You see, even if the European issue were the only problem with the Tories, Mr Howard’s proposals do not yet address the question of how we deal with the regulations, policies and expenditure programmes that have already been passed. The national veto does not help us to get rid of the Common Agricultural Policy, and Mr Howard has not yet said how he would do it. Nor have the Conservatives committed themselves to passing a law making the UK parliament and courts supreme over EU ‘law’. We will no doubt have to post our paper to Mr Howard in order to fill him in on the details.
The Forsyth Saga
We recently noticed a remarkable coincidence.
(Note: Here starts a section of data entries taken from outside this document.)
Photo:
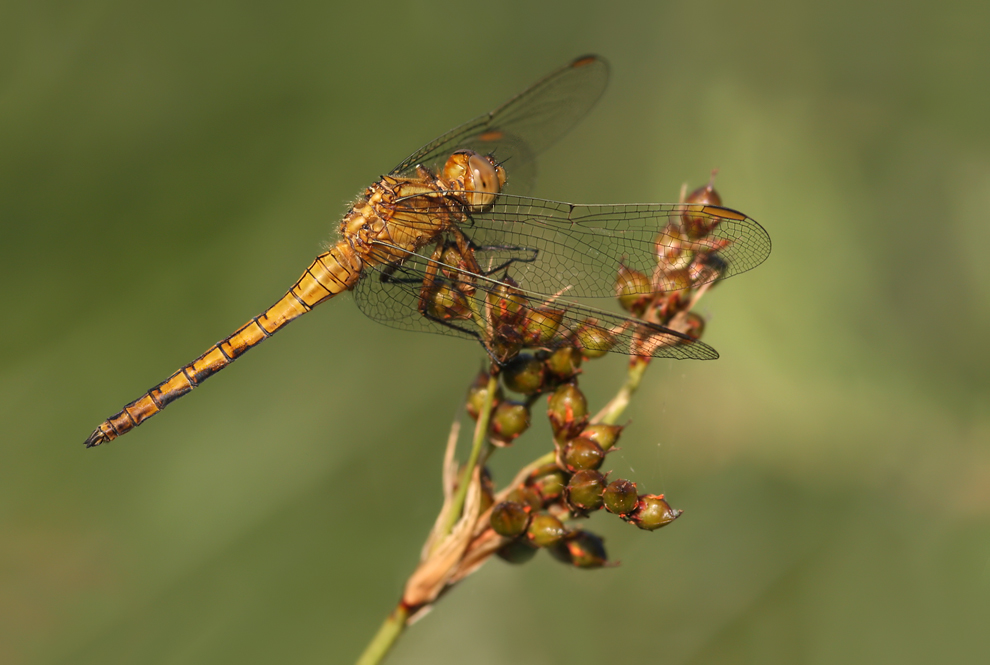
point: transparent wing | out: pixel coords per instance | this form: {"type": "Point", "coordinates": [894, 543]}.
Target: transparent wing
{"type": "Point", "coordinates": [556, 245]}
{"type": "Point", "coordinates": [524, 126]}
{"type": "Point", "coordinates": [391, 295]}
Our March 2003 manifesto for Scotland proposed that “MPs and MSPs (Members of the Scottish Parliament) should no longer be separate. MSPs will sit for two days a week at Westminster with other UK MPs, and two days in the Scottish Parliament." We have since developed this proposal further, but were surprised to see it crop up in an unexpected place. Lord Forsyth, the Conservative former Cabinet minister, suggested in the House of Lords on 2nd December 2003 the following: “As the Scottish Parliament sits only one and a half days a week on average, why cannot we get rid of all 129 [MSPs] altogether? Why cannot we have Scottish MPs [at Westminster] sitting in the Scottish Parliament on Mondays and Tuesdays?" Conservative MP James Gray also suggested in the House of Commons that MPs representing Scottish constituencies should divide their time between Westminster and Edinburgh, thus merging the roles of MPs and MSPs – the very solution that the New Party has advocated. Naturally we welcome the Tories endorsing our proposals and would hope for support too from Labour. Alas, Labour MP and former union hack Phil Woolas, the Deputy Leader of the Commons, has rebuffed the suggestion - understandably, perhaps, since the Labour party is so keen to protect its burgeoning power base in Scotland.